The narration that accompanies the scenes of Riverside Park is a lyrical message for the author's friends in London. "Improvise, my friends, improvise," she says at the end. The text on the screen reads: "What is made by God and what is made by man is all the same."
She says that if you just start to talk, you can play with words and improvise. Itīs like playing jazz, and itīs how the Dominicans live here: "They have set the stage and brought the music, movement, and smells. They aren't foreigners any more, they are part of this landscape, and they have brought invaluable gifts with them: the sun, optimism, the rhythmic sound of their music, their sense of community, their food, and their love of life."
The scenes keep unfolding: "Some are lifted away in the wind, others remain, impervious to the passage of time. It is what happens in places such as these--an ever-shifting reality--that is so important. The freedom to explore and learn; happy moments and a feeling of camaraderie; a relaxed state of mind and a distant look. All of these elements combine to create a whole."
Again, text appears on the screen: "We will not dominate technology as fully as we have dominated the natural world."

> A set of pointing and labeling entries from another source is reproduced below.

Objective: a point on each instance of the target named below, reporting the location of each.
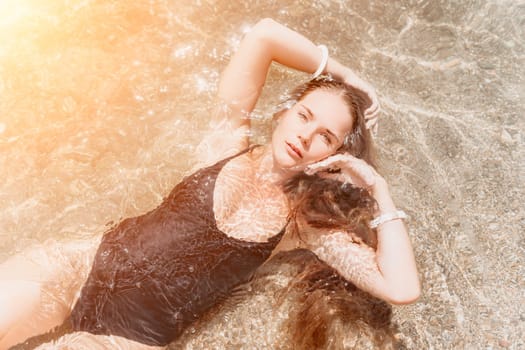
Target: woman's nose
(305, 136)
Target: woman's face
(313, 129)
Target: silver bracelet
(381, 219)
(324, 62)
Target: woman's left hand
(352, 170)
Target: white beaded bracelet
(381, 219)
(324, 62)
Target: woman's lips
(294, 150)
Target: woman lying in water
(151, 276)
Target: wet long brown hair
(358, 142)
(328, 307)
(325, 299)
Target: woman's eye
(326, 138)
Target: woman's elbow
(405, 296)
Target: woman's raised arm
(242, 81)
(389, 273)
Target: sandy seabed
(103, 102)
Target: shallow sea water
(103, 102)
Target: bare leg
(38, 287)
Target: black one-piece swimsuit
(155, 274)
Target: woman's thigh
(39, 286)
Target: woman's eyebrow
(313, 116)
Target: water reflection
(103, 102)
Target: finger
(327, 163)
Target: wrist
(336, 69)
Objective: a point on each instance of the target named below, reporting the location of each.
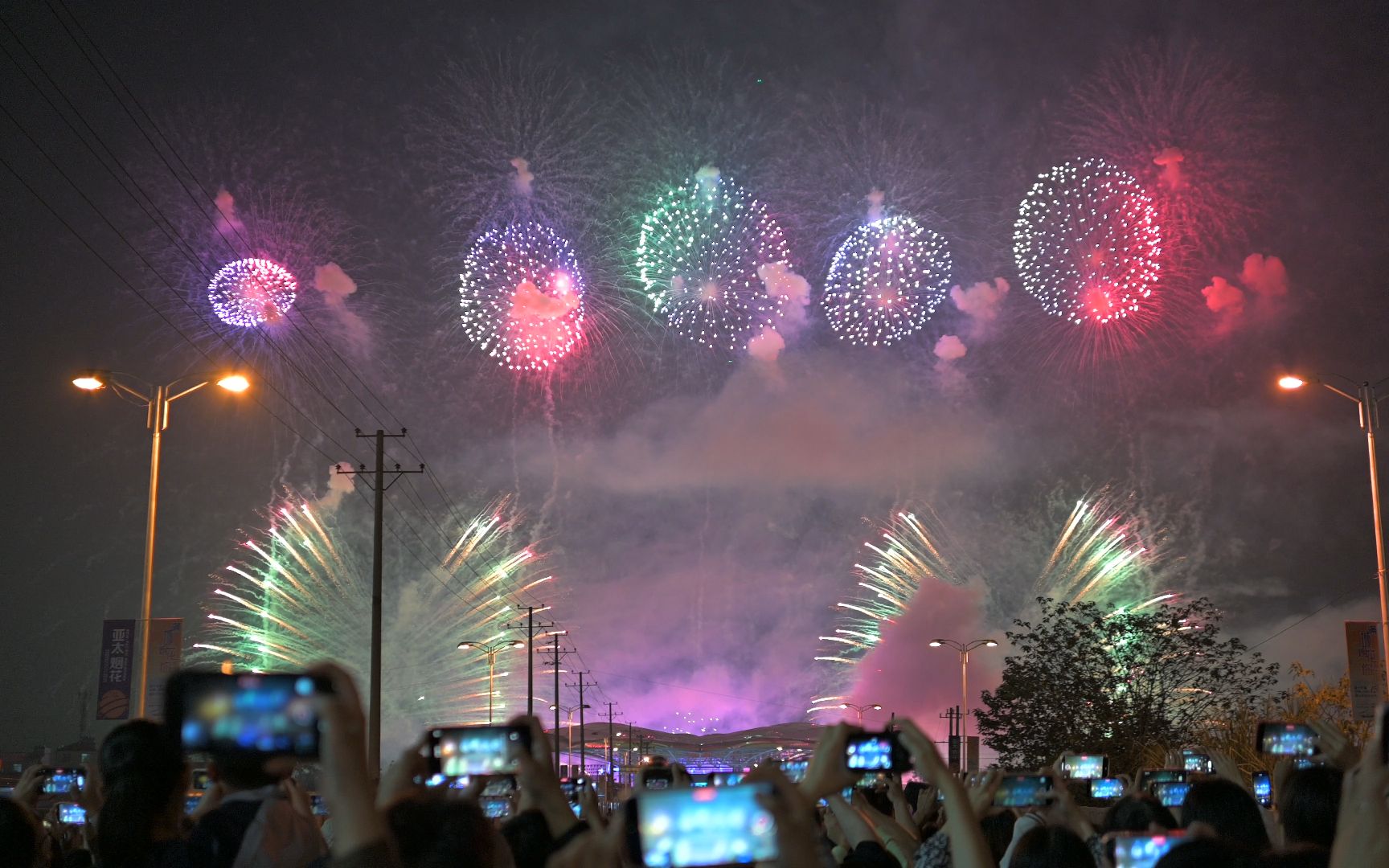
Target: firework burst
(299, 591)
(521, 293)
(887, 280)
(1192, 128)
(699, 257)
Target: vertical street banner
(1364, 657)
(118, 660)
(166, 645)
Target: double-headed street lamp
(1368, 404)
(490, 652)
(156, 402)
(860, 710)
(965, 679)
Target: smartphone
(61, 781)
(456, 751)
(1144, 849)
(246, 713)
(795, 770)
(1106, 788)
(658, 778)
(71, 813)
(877, 751)
(692, 828)
(1171, 793)
(1085, 765)
(1021, 791)
(1264, 789)
(496, 807)
(1286, 739)
(1196, 761)
(1159, 776)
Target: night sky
(702, 514)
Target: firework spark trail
(1100, 557)
(299, 592)
(908, 559)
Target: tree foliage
(1121, 684)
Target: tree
(1121, 684)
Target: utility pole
(557, 652)
(379, 486)
(612, 746)
(530, 627)
(584, 743)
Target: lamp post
(860, 710)
(568, 715)
(1367, 400)
(156, 402)
(965, 679)
(490, 653)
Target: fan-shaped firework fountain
(521, 293)
(699, 253)
(299, 591)
(887, 280)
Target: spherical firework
(887, 280)
(699, 253)
(299, 591)
(1088, 244)
(521, 293)
(252, 292)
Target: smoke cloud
(981, 301)
(337, 288)
(227, 224)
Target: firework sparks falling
(906, 557)
(887, 280)
(521, 293)
(299, 592)
(1088, 244)
(1100, 557)
(1190, 125)
(699, 253)
(252, 292)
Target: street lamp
(965, 679)
(156, 402)
(568, 714)
(860, 710)
(1368, 404)
(490, 652)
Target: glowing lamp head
(89, 381)
(235, 383)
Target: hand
(1333, 746)
(347, 782)
(539, 785)
(797, 835)
(399, 781)
(297, 797)
(981, 792)
(31, 785)
(828, 771)
(1363, 822)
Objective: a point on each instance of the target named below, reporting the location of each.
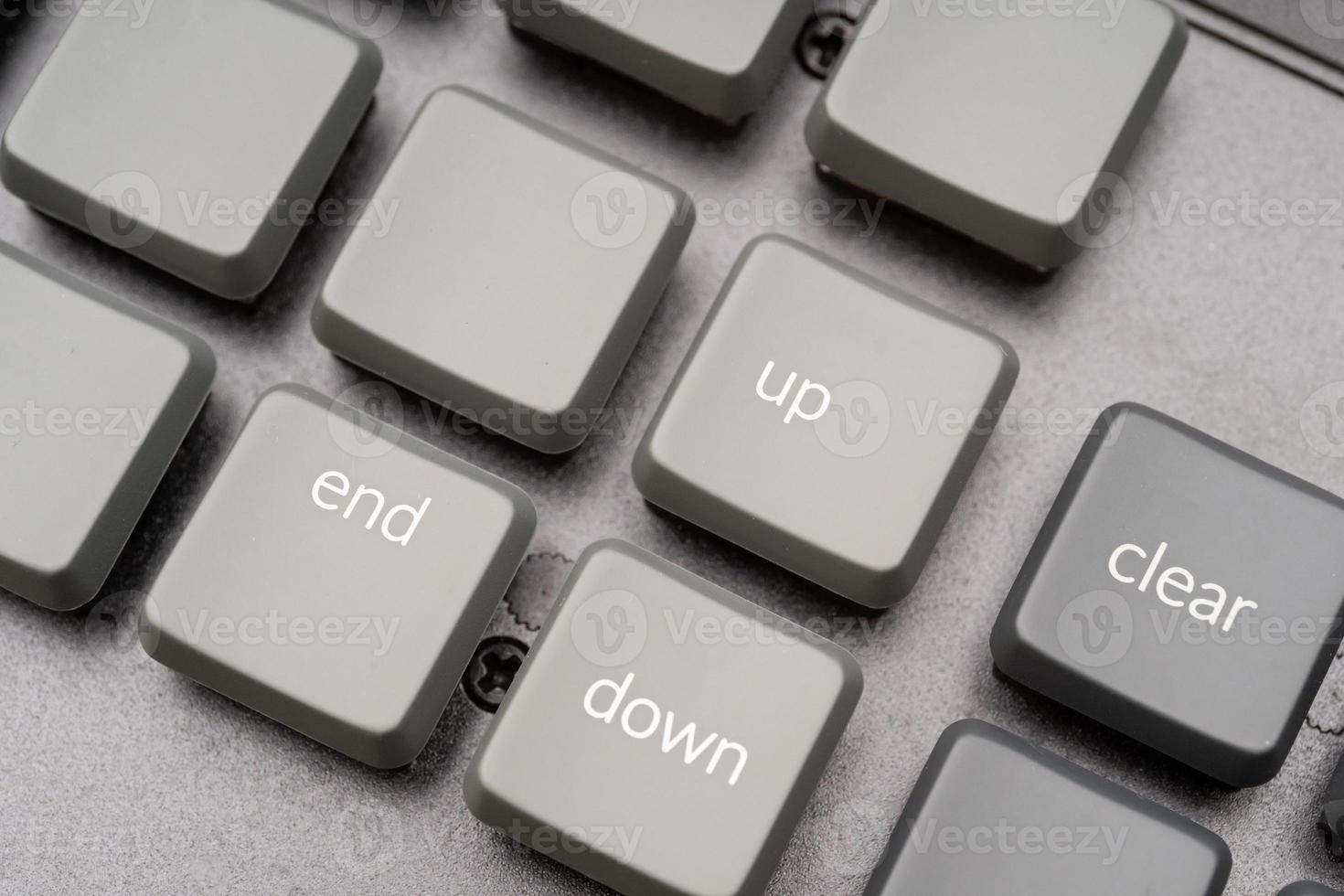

The narrator says: "People retreat to the park from the metal and concrete of the city, in search of a place to breathe, to relax, and to return to the place that we come from. We spread out across the grass, it doesn't matter if it's a bit dirty or scruffy, and we become who we really are -- simple creatures.
"People of colour can celebrate life in sunshine or rain. Under the cement girders of an industrial building, or under the trees. For life to be worth living, you don't need to be in any particular place or time. You don't need a resort with a perfect climate and pristine water, you don't need to be far from the pollution and smoke of the city. You don't need the luxuries that money can buy. The people at Riverside are natural. And they live anywhere they can enjoy their freedom."
She says: "New Yorkers in general view Riverside Park as a polluted, unpleasant place. They see that the river is polluted, and they perceive the Dominicans as crude and uncivilized. These 'civilized' people fight to save the environment. But this is a waste of time. It is just a fantasy of power. But it's too late, things are out of our hands. Latin Americans, who have been oppressed by the so-called 'civilized' people for a long time, know that nature is often tragic and cruel, and that we must be grateful for every day that it survives....
"People of colour were brought to America as slaves. They had nothing to do with the destruction of the environment. On the contrary: they were cruelly exploited just as the forests and rivers were. People of colour are not the great heroes of the ecological movement. They eat meat and drink Coca Cola, and play their music on their stereos at full blast. They even swim in the Hudson River.
"It's white people, the so-called 'civilized' people, who try to be clean and natural. They think that they can save the planet, knowing full well that it was them that have destroyed and exploited it. Everything -- iron and wood, even white people's arrogance is natural. That's life. And people of colour live life, love life. They live in the here and now. They don't live inside of dreams or thoughts of what might have been or what could be better. They aren't building boats for the future like white people. White people never come here. They are always absent. "And night falls, as peaceful as the magical afternoon. We all get ready to return to the city, to the concrete, but with calm hearts. I put my umbrella in my bag and I leave with the best gift I have ever received: the simplicity of people of colour. Thank you, my people, thank you. "This is the message I'm sending from Harlem to my friends in London: improvise, my friends, improvise."